Blog
The latest from Google Research
Facilitating the discovery of public datasets
Tuesday, January 24, 2017
Posted by Natasha Noy, Google Research and Dan Brickley, Open Source Programs Office
There are many hundreds of data repositories on the Web, providing access to tens of thousands—or millions—of datasets. National and regional governments, scientific publishers and consortia, commercial data providers, and others
publish data
for fields ranging from
social science
to
life science
to
high-energy physics
to
climate science
and more. Access to this data is critical to facilitating reproducibility of research results, enabling scientists to build on others’ work, and providing data journalists easier access to information and its provenance. For these reasons, many publishers and funding agencies now require that scientists make their research data available publicly.
However, due to the volume of data repositories available on the Web, it can be extremely difficult to determine not only where is the dataset that has the information that you are looking for, but also the veracity or provenance of that information. Yet, there is no reason why searching for datasets shouldn’t be as easy as searching for recipes, or jobs, or movies. These types of searches are often open-ended ones, where some structure over the search space makes the exploration and serendipitous discovery possible.

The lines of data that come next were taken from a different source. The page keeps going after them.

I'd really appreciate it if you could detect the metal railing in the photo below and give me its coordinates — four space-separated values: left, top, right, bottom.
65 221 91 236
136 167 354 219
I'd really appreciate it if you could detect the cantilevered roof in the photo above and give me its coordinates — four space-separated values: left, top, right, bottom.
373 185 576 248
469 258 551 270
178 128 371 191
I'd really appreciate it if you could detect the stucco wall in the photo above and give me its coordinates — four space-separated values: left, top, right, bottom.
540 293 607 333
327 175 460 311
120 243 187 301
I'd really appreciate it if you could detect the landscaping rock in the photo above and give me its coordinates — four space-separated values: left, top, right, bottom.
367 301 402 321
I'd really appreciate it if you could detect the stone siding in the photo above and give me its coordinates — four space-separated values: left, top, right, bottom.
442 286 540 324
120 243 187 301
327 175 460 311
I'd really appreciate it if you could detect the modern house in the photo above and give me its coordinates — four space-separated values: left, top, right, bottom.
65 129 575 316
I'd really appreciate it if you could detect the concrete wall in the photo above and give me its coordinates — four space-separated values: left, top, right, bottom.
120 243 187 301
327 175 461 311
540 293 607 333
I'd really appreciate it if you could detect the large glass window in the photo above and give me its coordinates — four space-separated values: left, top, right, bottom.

To provide better discovery and rich content for books, movies, events, recipes, reviews and a number of other content categories with Google Search, we
rely
on structured data that content providers embed in their sites using
schema.org
vocabulary. To facilitate similar capabilities for datasets, we have
recently published new guidelines
to help data providers describe their datasets in a structured way, enabling Google and others to link this structured metadata with information describing locations, scientific publications, or even
Knowledge Graph
, facilitating data discovery for others. We hope that this metadata will help us improve the discovery and reuse of public datasets on the Web for everybody.

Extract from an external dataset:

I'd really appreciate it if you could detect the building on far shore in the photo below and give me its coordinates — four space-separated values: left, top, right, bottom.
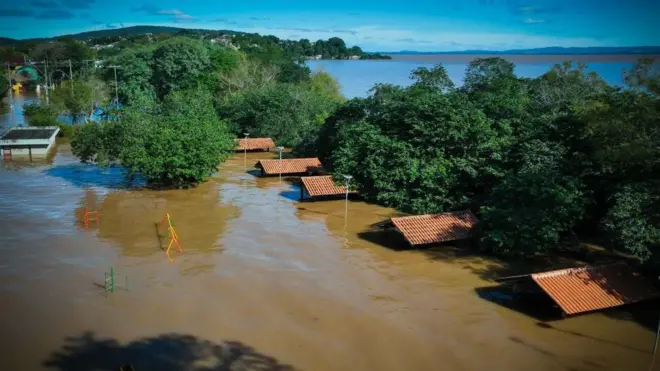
0 126 60 158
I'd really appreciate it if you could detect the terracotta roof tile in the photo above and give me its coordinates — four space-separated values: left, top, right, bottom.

The schema.org approach for describing datasets is based on an effort recently standardized at W3C (the
Data Catalog Vocabulary
), which we expect will be a foundation for future elaborations and improvements to dataset description. While these industry
discussions
are evolving, we are confident that the standards that already exist today provide a solid basis for building a data ecosystem.
Technical Challenges
While we have released the guidelines on publishing the metadata, many technical challenges remain before search for data becomes as seamless as we feel it should be. These challenges include:
Defining more consistently what constitutes a dataset:
For example, is a single table a dataset? What about a collection of related tables? What about a protein sequence? A set of images? An API that provides access to data? We hope that a better understanding of what a dataset is will emerge as we gain more experience with how data providers define, describe, and use data.
Identifying datasets:
Ideally, datasets should have permanent identifiers conforming to some well known scheme that enables us to identify them uniquely, but often they don’t. Is a URL for the metadata page a good identifier? Can there be multiple identifiers? Is there a primary one?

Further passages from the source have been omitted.